In the light of the words of St. John, I try to point out some ways to where and how to encounter the Risen Jesus.
The first – I have mentioned it just above – is the Church that becomes concrete experience in the Christian community where the Word enlightens us, the sacraments sanctify us and make us partakers of Christ’s life.
The second is the familiarity with the Bible and, in particular, the Gospel to be understood as the testimony of those who have met Jesus and by the Holy Spirit have communicated their experience in the four Gospels. The Gospel is fundamental: to be read, studied, meditated, prayed, lived with the help of the Holy Spirit and in the Church that, faithful down the centuries to the testimony of the Apostles, presents it in the liturgy and put it in our hands because it is our daily nourishment.

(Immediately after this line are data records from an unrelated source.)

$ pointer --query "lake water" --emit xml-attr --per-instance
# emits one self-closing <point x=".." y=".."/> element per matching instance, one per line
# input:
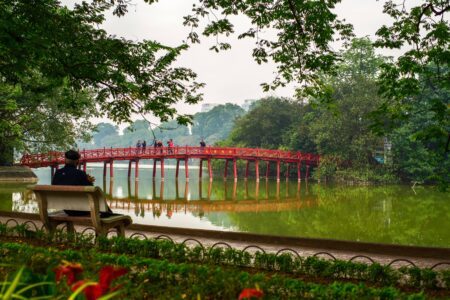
<point x="388" y="214"/>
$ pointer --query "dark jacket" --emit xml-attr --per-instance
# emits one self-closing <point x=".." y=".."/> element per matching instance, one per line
<point x="70" y="175"/>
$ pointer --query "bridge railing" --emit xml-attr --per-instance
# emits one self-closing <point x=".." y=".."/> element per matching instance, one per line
<point x="56" y="157"/>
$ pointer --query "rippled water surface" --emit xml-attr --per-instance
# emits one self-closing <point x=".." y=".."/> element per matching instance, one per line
<point x="388" y="214"/>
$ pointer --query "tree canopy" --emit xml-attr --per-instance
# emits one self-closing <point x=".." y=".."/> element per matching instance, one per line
<point x="56" y="60"/>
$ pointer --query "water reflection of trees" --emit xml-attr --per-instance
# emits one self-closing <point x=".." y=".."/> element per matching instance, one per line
<point x="390" y="214"/>
<point x="233" y="199"/>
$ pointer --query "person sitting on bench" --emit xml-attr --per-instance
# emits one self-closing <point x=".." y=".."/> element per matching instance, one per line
<point x="70" y="175"/>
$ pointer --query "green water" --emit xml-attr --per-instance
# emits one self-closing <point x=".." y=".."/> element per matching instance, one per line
<point x="387" y="214"/>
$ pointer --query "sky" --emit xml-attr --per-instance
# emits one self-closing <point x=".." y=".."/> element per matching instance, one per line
<point x="230" y="76"/>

The third way to encounter Christ, dead and risen, are the sacraments, particularly the Eucharist that puts us in communion with the self-giving of Jesus and makes us his Body, and Confession through which we receive the fruit of the redemption that comes from the cross of Christ. Confession renews our life with a heart cleansed and open to the Redeemer and to the neighbor.

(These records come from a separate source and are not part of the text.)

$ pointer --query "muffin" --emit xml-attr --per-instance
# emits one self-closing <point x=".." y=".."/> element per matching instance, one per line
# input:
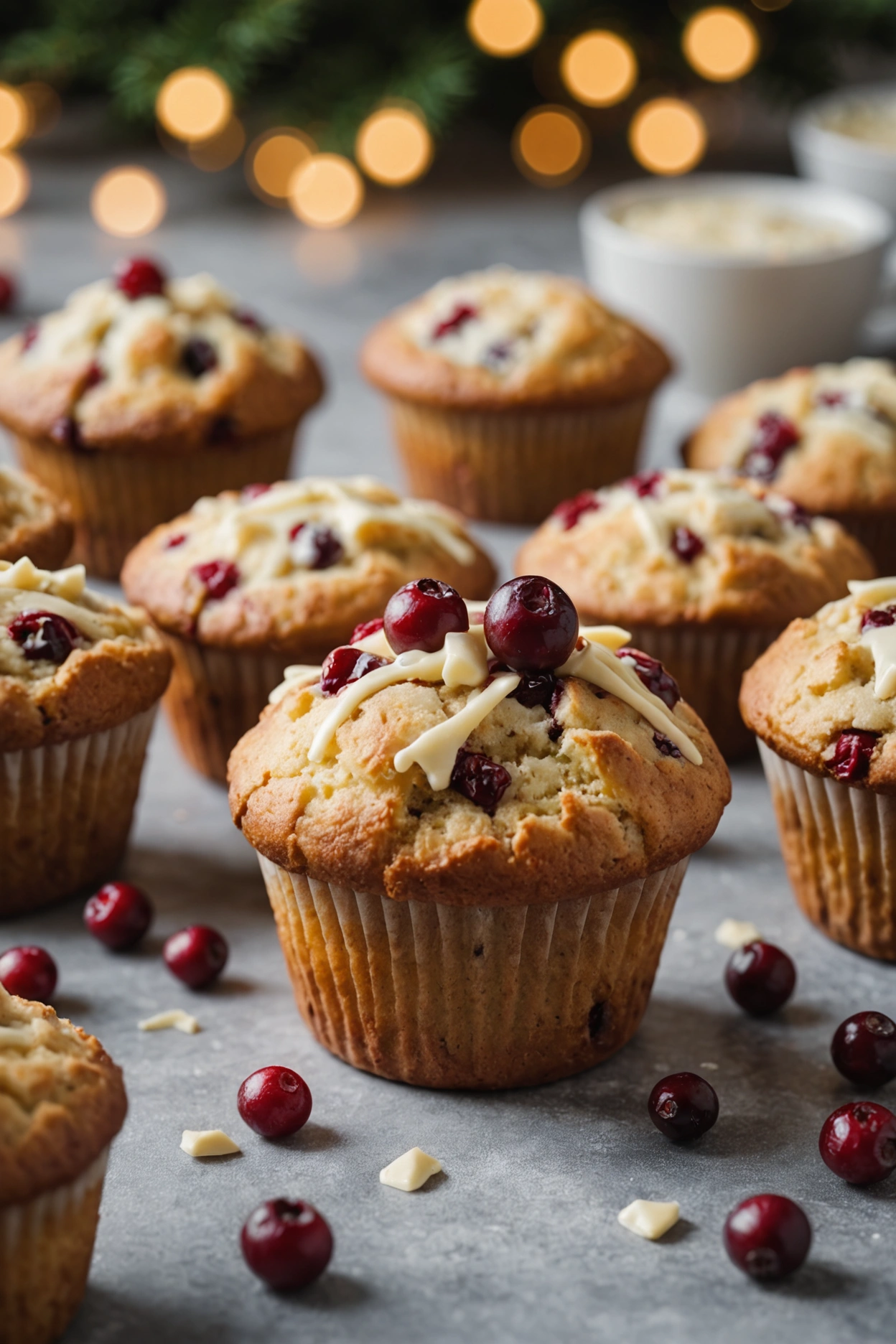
<point x="62" y="1101"/>
<point x="823" y="704"/>
<point x="473" y="869"/>
<point x="825" y="437"/>
<point x="704" y="571"/>
<point x="144" y="393"/>
<point x="32" y="522"/>
<point x="245" y="584"/>
<point x="80" y="681"/>
<point x="512" y="390"/>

The fourth way is to practice the works of material and spiritual mercy that enable us to perceive the presence of Christ in the poor and the needy neighbor. In this regard, let’s remember the parable of the Last Judgment, where Jesus says: “I was hungry and you gave me food, I was thirsty and you gave me drink, a stranger and you welcomed me, naked and you clothed me sick and you visited me, in prison and you came to me “(Mt 25,35-36).

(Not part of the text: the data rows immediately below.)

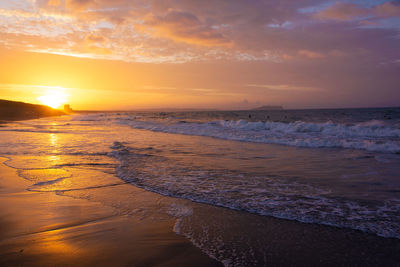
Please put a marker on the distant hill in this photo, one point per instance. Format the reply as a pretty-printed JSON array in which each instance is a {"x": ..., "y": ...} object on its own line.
[
  {"x": 12, "y": 110},
  {"x": 268, "y": 108}
]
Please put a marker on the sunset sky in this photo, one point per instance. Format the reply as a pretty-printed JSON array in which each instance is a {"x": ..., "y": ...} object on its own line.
[{"x": 134, "y": 54}]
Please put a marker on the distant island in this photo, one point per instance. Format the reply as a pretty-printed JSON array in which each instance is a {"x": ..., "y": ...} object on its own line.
[
  {"x": 268, "y": 108},
  {"x": 13, "y": 110}
]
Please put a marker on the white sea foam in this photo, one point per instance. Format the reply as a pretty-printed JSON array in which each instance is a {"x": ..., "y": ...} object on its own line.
[
  {"x": 371, "y": 136},
  {"x": 281, "y": 197}
]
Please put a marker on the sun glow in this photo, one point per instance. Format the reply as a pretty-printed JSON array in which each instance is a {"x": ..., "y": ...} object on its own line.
[{"x": 54, "y": 97}]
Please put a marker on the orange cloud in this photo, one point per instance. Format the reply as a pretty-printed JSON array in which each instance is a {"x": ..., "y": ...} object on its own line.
[
  {"x": 184, "y": 27},
  {"x": 311, "y": 54}
]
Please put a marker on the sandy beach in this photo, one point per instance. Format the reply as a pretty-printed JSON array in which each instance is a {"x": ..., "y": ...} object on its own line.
[
  {"x": 46, "y": 229},
  {"x": 90, "y": 228}
]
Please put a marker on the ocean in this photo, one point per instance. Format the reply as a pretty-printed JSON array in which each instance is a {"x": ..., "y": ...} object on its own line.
[{"x": 338, "y": 167}]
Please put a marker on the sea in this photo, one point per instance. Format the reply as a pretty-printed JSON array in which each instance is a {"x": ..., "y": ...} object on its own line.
[{"x": 335, "y": 167}]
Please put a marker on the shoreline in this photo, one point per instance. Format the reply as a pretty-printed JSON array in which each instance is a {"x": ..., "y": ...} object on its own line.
[
  {"x": 82, "y": 227},
  {"x": 46, "y": 229}
]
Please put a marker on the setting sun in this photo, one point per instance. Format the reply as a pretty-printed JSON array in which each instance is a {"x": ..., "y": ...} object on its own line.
[{"x": 53, "y": 98}]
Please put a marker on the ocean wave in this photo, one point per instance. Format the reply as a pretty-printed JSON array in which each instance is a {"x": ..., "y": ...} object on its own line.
[
  {"x": 269, "y": 195},
  {"x": 371, "y": 136}
]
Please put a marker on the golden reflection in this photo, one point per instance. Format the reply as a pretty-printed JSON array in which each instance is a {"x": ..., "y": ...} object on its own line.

4) Witnesses to the Risen Love.
Every Christian, cultivating in his heart a commitment to abide the love of God, remaining in Him and with one another, is called to be a witness of the resurrection of Christ, especially in those human environments where the forgetfulness of God and man’s confusion are stronger. What is the specificity of the testimony of the consecrated Virgins in the world? The one that it is possible to live only for love to Christ. Giving themselves completely to Christ, they also live a love of obedience to Him, doing His will and living his crucified love. At one point, Christ in order to love went into a progressive experience of self-emptying up to the cross. If we want to love as Christians, we need to know and do like him. This way of loving puts the Other before me, and makes me live by his love of Risen One. Yes, the love of Christ is a resurrected love, a love that always begins again; it is an Easter love. The love of the Christian is as bright as the morning sun. It is a love that bounces back, and does not remain lying. It is full of courage because love is the moving gift of self. The love of Jesus is so and is able to transform sadness into joy, to burn the heart, and to recall to us the Scriptures, like to the two disciples of Emmaus. The virginal love is, in a special way, a resurrected love. Consecrated virginity proves that it is possible to live for God and in His love, and to proclaim by word and deed the resurrection of Christ bearing witness to the communion among us and the charity towards all, without exception.